Empathy and Authenticity
NVC Skills in Communication

Free Weekly Practice Groups
Mullumbimby,  Ocean Shores

NVC is a communication process developed by Dr Marshall Rosenberg who in 1961 received his Ph.D. in clinical psychology from the University of Wisconsin–Madison where he studied under Carl Rogers, a major proponent of Humanistic Psychology.

NVC is based on a realisation that solutions to interpersonal problems tend to present themselves more readily if we aim to foster connection.

NVC considers that human beings resort to behaviour that harms others when they don't recognise more useful strategies for meeting needs. NVC practice is about learning effective ways of identifying and communicating our needs, the needs of others, and the feelings that surround these needs, so that harmony in relationships can be achieved.

NVC focuses on a number of aspects in communication: 

• Feelings - identifying and expressing feelings.
• Needs - identifying and expressing needs.
• Requests - asking in clear, positive action language for what we want.

• Connection -  a fundamental and universal human need.
• Observation
- a dispassionate point of likely agreement.

• Self-empathy -  a deep awareness of one's own inner experience.
• Empathy - openhearted listening to another's feelings and needs. 
• Authenticity - genuineness, realness, truthfulness.

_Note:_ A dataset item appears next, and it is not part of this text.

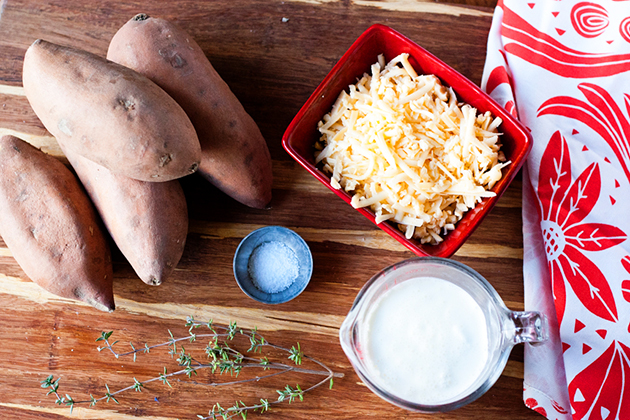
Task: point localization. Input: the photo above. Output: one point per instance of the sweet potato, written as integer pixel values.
(50, 226)
(109, 113)
(147, 220)
(235, 156)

The practice groups listed below have been inspired by NVC principles and they may also incorporate other modalities and sources of inspiration.

Mullumbimby: Private Home -- Suspended till September
Every second Monday 2.00pm - 4.30pm
Cost: Free / donation
Contact: Alandra:     alandra123@bigpond.com
               Shey:          tmnabata@gmail.com
We are aiming to find a balance between structure, and responsiveness to what arises in the moment in the group, all with the purpose of "practising" NVC consciousness. This is an open group, so anyone is welcome.

Ocean Shores: Private Home
Every second Monday 2.00pm - 4.30pm
This is an open group, so anyone is welcome.
Cost: Free / donation
Contact: Majida,   majidahawkins@gmail.com   04 0854 7654

Tyagarah: Private Home
First Saturday of the month 2.00pm - 6.30pm
This is an open group, so anyone is welcome.
Cost: $20 / donation
Contact:   byronevents.net/nvcbyron

Genuine empathy includes patient, open-hearted listening and the ability to be with the feelings and needs of another - sometimes without words.

If we feel unsafe, anxious or under pressure it is us who may need empathy before we can feel genuine empathy for the other. We often feel a sense of connection, openness, expansion and relief in the face of genuine empathy.

To have clarity about the empathy experience, it can be useful to discover what is usually less than empathy. The examples below suppose that your friend has offered you a chance to give her empathy – by making a complaint  (expressing her needs)!  In each example your friend's statement is followed by a somewhat less than empathic response.

"I wish my housemate would clean up after himself!"

advising: "Why not just leave a big mess for him one day, then he'll know what it's like?"
solving:  "Could you ask him to leave?
fixing:  "Come out for a drink with me and you'll forget all about the state of the kitchen!"
data-gathering: "Is it just in the mornings he doesn't clear up, or is it all the time?"
educating: "This always happens when you don't set clear boundaries with people!"
analysing: "Hmm.. is that he is always in a rush, or is that you're more fussy than he is?"
investigating:  "Why did you do that?  What made you feel that way?"
diagnosing: "You probably feel like that because your mother kept her kitchen spotless."

correcting:  "Well to be fair, he usually does."
explaining: "What actually happened and the way it was…"
counselling: "Repeated arguments can be a way of avoiding dealing with issues."
devaluing: "Isn't it a bit obsessive wanting to have things clean all the time?"
discounting: "It's not such a big deal, why don't you just chill out about it?!"

one upping: "That is nothing, Jim has not cleaned up even once in our household"
comparing: "You should meet my husband, he's far worse!"
story telling: "Yes, the same thing happened to me. This one time…"
criticising:  " Actually I never seen you wash up or clean up either."
blaming: "You should never have accepted him to move in."
judging:  "It was your fault, you were too slack."
sympathising: "Yeah, it's crap isn't it when someone behaves so unfairly."
pitying: "I feel so sorry for you."
consoling: "Never mind, no need to feel upset, he's going abroad next year."